The Morris trial involved 831 patients with castration-resistant and metastatic prostate cancer, a type of tumor that is usually fatal. Patients who received treatment for ataxia lived 15.3 months, compared to 11.3 months for men who received standard treatment. Four months apart – 35% more – it may seem like a small thing, but they were practically desperate patients whose chemotherapy and hormone therapy had already failed.

Dr. Jose Luis Carreras stresses that the additional four months of survival is average. “There are cases where it does not respond, but there are some cases where the improvement is amazing,” he says. Beginning in September, his team at Clinico San Carlos will participate in two clinical trials of crosslinking against advanced prostate cancer. “This isn’t the future, it’s the present. It’s precise and personalized molecular radiotherapy. It’s not about killing flies with cannon fire like other technologies. It goes directly to the cancer cell, puts radiation in and destroys it.”n site without affecting the surrounding healthy tissue.

Carreras believes that in the coming years molecules “for all types of tumors,” such as the fibroblast activating protein inhibitor (FAPI), will arrive with affinity for cells from various malignancies.
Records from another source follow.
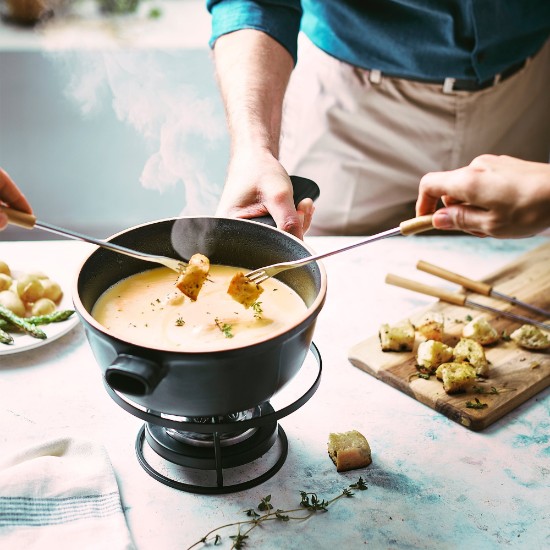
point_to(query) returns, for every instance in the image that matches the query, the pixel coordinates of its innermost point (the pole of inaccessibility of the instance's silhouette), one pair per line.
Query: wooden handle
(416, 225)
(476, 286)
(450, 297)
(16, 217)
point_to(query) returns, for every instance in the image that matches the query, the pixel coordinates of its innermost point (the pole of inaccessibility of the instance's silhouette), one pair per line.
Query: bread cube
(531, 337)
(191, 280)
(431, 353)
(456, 377)
(399, 337)
(243, 290)
(480, 330)
(431, 326)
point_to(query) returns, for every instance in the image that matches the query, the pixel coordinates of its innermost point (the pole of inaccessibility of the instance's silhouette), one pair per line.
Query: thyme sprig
(226, 328)
(310, 502)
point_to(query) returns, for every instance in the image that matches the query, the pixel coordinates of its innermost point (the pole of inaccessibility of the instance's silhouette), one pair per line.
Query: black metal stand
(216, 457)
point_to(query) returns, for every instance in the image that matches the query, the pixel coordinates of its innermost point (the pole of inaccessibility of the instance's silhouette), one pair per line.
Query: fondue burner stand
(199, 454)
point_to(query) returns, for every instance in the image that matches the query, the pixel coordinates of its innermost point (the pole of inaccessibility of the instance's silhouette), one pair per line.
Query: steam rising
(150, 91)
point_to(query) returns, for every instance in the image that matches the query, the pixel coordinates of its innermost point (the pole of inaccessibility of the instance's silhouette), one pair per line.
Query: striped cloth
(61, 494)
Almost all tumors have fibroblasts [um tipo de célula abundante nos tecidos fibrosos] mixed with cancer cells. With FAPI, it is possible to send radiation to fibroblasts, but because lutetium-177 has a radiation range of one or two millimeters, it also destroys cancer cells. The advantage of FAPI, Carreras says, is that it’s valid for any type of tumor. The doctor adds that there is still little evidence of the therapeutic efficacy of this strategy, due in part to the low radiation dose that is reached on the cancer cells.

A promising experimental treatment presented at the ASCO conference, called 177Lu-PSMA-617, was in development at the US biopharmaceutical company Endocyte. Swiss pharmaceutical giant Novartis announced in October 2018 that it was buying the company for 1.7 billion euros (10 billion R$). Some previous research, such as a study of 30 patients in 2016 at the University Hospital Heidelberg (Germany), has already demonstrated the potential of this strategy.

Oncologist Teresa Alonso, of the Ramón y Cajal Hospital in Madrid, believes that the benefit of the treatment would “certainly be much greater” if it was given to patients in advance. “The concept is old, but now it’s going to be very popular,” says Alonso, scientific secretary of the Spanish Society of Medical Oncology (SEOM). The researcher notes that it is a similar strategy to the one used decades ago against thyroid cancer, in this case with iodine-123 for diagnosis and iodine-131 for treatment. In recent years, this technique has also been adopted against neuroendocrine tumors, with an annual incidence of less than 10 cases per 100,000 population. “Teragnosis is a very beautiful concept and it is a very powerful prostate cancer treatment,” the oncologist applauds. The researcher, however, keeps her feet on the ground: “This is not a cure for prostate cancer, of course.”

ASCO Conference President, North American Oncologist Laurie Pierce, celebrated the results of advanced prostate cancer treatment against prostate cancer. “The success of this treatment demonstrates the importance of researching alternatives to conventional cancer treatments,” Pierce said in a statement. Michael Morris, chief of prostate cancer at Sloan Kettering, directly suggested that authorities study the possibility of converting 177Lu-PSMA-617 into a new standard treatment for these patients.

Dr. Jose Luis Carreras laments the “slowness” of drug regulators when approving new treatments. One of the problems is the high price. Carreras calculates that treating a neuroendocrine tumor costs 65,000 euros (400,000 riyals) per patient. “It has a longer survival time than other alternatives and the price is competitive. He argues that it’s no more expensive than the chemotherapy it replaces.”